Because the show will go on, with or without your participation.

Sunday 19 January 2014

Unique Deduplication

And there comes the unique one. This classifies on all the three modes of deduplication. This comes using the Abhraya’s unique agentless backup methodology. Let us understand what is so unique here.
Abhraya picks up data from the source production system and brings it to the Abhraya client system. The deduplication happens at the Abhraya client. This ensures that no deduplication process takes any processor or memory of the source system. Of course, it does compression and encryption also here so it keeps it completely free from using production system’s resources. From here the deduplicated data goes to the Abhraya Server for final storage.
How I classify this in all three modes is because it does deduplication before it reaches the final backup destination and does not need any resources or extra disks to store databefore going for target based. For the source production system on the other side, there is no process happening there. Data goes out and gets deduplicated on some other system.
And finally, it does perform inline deduplication also as the target based deduplication happens before writing data on the disk. Unlike a typical target based deduplication which first writes the data and then reads and deletes duplicate blocks. Abhraya does it before writing and offers benefits of all the three types to its users.

Tuesday 7 January 2014

Target Based Deduplication


Target based deduplication was one of the initial ways of performing deduplication. This was more on the VTLs when VTLs were launched as a technology, and over time, it seems that this is not much in use now.
All it did was to carry the data to the target backup device – mainly VTL – and store it there. It would then run a deduplication process to match blocks and delete the duplicate data. At a later schedule, system will run a clear garbage type process to finally remove the deleted content and free up the space on the VTL.
When it was launched, it was the only process and was a great process. With newer and better technologies available, target based deduplication has lost its charm since most applications now prefer source based deduplication and reduce data before it travels on the network.
So target based deduplication has its advantages of using minimum source processing and memory cycles in performing deduplication at the target, the hind side being slightly oversizing the target to ensure enough space to accommodate full data before starting the deletion process.

Saturday 4 January 2014

Inline Deduplication

Inline deduplication looks as a very impressive term. You are made to believe that the magic would happen on the wire but at the end of the day, there are many caveats.
We have had a very recent experience where someone sized it with assumptions and commitments of reducing the backup & recovery windows tremendously but it did not really go as down as it was expected to be going.
Inline deduplication starts working on the source server itself and is followed by some more processing on the network.
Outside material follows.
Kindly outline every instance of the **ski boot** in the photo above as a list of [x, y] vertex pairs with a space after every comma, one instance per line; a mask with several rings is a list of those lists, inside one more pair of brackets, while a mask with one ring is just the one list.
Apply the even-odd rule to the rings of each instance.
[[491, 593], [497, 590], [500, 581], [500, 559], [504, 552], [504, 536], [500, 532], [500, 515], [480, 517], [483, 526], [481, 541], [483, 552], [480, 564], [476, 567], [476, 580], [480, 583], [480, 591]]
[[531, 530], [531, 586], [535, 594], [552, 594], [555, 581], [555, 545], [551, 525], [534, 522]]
The left overs are taken care of by the media device’s memory. So, if you think you have a lot of extra resources on the production servers, go for this. If you are low on resources, you should first upgrade the production servers and then you are expected to have atleast two 10 Gig ports dedicated for the deduplication device and a well sized media server.
Just expecting wonders by replacing the backup device would not help much. It will reduce the backup & recovery windows a bit especially if you move from tape to disk while getting deduplication. However, you should be extremely careful in terms of your upgrade plans and the expectations that you set for yourself.